Je suis en colère et triste que la Russie cherche à occuper votre pays et à anéantir les droits du peuple ukrainien à l’autodétermination et à la liberté; et je pense que les Ukrainiens qui résistent à cette agression barbare doivent recevoir tout le soutien possible. Dans le même temps, je rejette les politiques des Etats-Unis et de leurs alliés de l’OTAN à travers le monde.

Mais si j’admire le fait que vous avez réussi à bâtir une grande coalition internationale pour soutenir votre lutte contre l’agression russe, je souhaite que nous, Palestiniens, persuadions le monde de se mobiliser autant et de contraindre Israël à se plier aux résolutions internationales.

Je m’inquiète également du deux poids, deux mesures que vous semblez appliquer vis-à-vis de la lutte légitime des Palestiniens contre l’occupation, l’oppression, les tueries, la discrimination raciale et le déplacement – des crimes qu’Israël perpètre depuis plus de 70 ans contre mon peuple.

Parmi les crimes d’Israël contre le peuple palestinien figure le déplacement forcé de centaines de milliers de Palestiniens durant la Nakba de 1948. Des centaines de villes et villages ont fait l’objet d’un nettoyage ethnique et ont été rasés, la plupart de leurs caractéristiques alors effacées de la surface de la terre, empêchant le retour de leur population.

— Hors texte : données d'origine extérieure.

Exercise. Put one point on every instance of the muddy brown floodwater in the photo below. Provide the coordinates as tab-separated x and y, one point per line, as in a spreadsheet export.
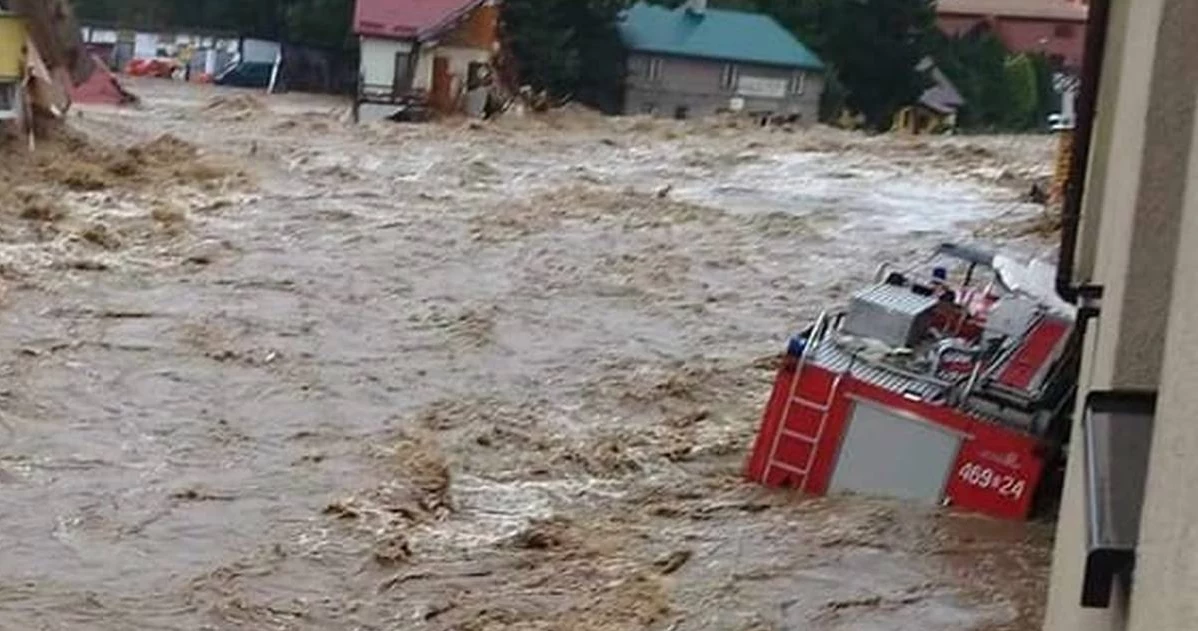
272	371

Certains Palestiniens ont été déplacés au sein du nouvel Etat d’Israël, tandis que d’autres ont cherché refuge dans les pays arabes voisins.

Occupation et siège

Les Palestiniens qui sont devenus citoyens israéliens ont subi une discrimination endémique, tandis qu’en Cisjordanie, ils vivent sous une occupation brutale et à Gaza sous un siège écrasant. Israël a rendu illégale la lutte palestinienne pour la liberté et la libération, a empêché tout leadership palestinien légitime, a confisqué des biens et ressources palestiniens et arrêté des activistes palestiniens.

Des lois racistes, telles que la loi sur l’Etat-nation de 2018 et la loi révisée sur la citoyenneté, ont codifié l’opposition d’Israël à l’autodétermination des Palestiniens et à une patrie palestinienne.

Et pourtant, vous avez pris publiquement position pour soutenir l’occupation israélienne. En 2020, vous avez choisi de quitter le Comité de l’ONU pour l’exercice des droits inaliénables du peuple palestinien, organisme chargé de soutenir les droits des Palestiniens. Et vous avez même soutenu le droit d’Israël à l’«autodéfense» lorsqu’il pratiquait les formes les plus extrêmes d’agression contre notre peuple.

Depuis le début de l’offensive russe contre votre pays, vous avez continué à pratiquer le deux poids, deux mesures. Bien qu’Israël ait hésité à accepter les réfugiés ukrainiens non juifs fuyant les bombardements russes – une politique motivée par l’inhumanité et le suprémacisme ethnique, choses qui ne sont que trop familières aux Palestiniens –, vous vous tournez quand même vers le Premier ministre israélien, le nationaliste de droite Naftali Bennett, pour servir de médiateur.

Je sais que la plupart des Palestiniens observent votre lutte obstinée et souhaitent votre victoire contre l’agression brutale de la Russie. Je sais aussi qu’une victoire russe pourrait être un énorme cadeau pour la posture agressive d’Israël – une victoire pour son concept de «mur de fer», qui régule ses rapports avec nous jusqu’à notre défaite totale.

D’un autre côté, la lutte et la victoire de votre peuple, malgré la destruction d’une grande partie de votre pays et le déplacement de millions d’Ukrainiens, donneraient espoir aux autres peuples qui se battent contre l’oppression et l’effacement, ravivant nos espoirs de retour et de libération. A cette fin, je vous exhorte à cesser de soutenir nos oppresseurs. (Article publié sur le site Middle East Eye, le 23 mars 2022, traduit par MEE)

Asad Ghanem est un auteur et activiste palestinien, professeur de science politique à l’université de Haïfa.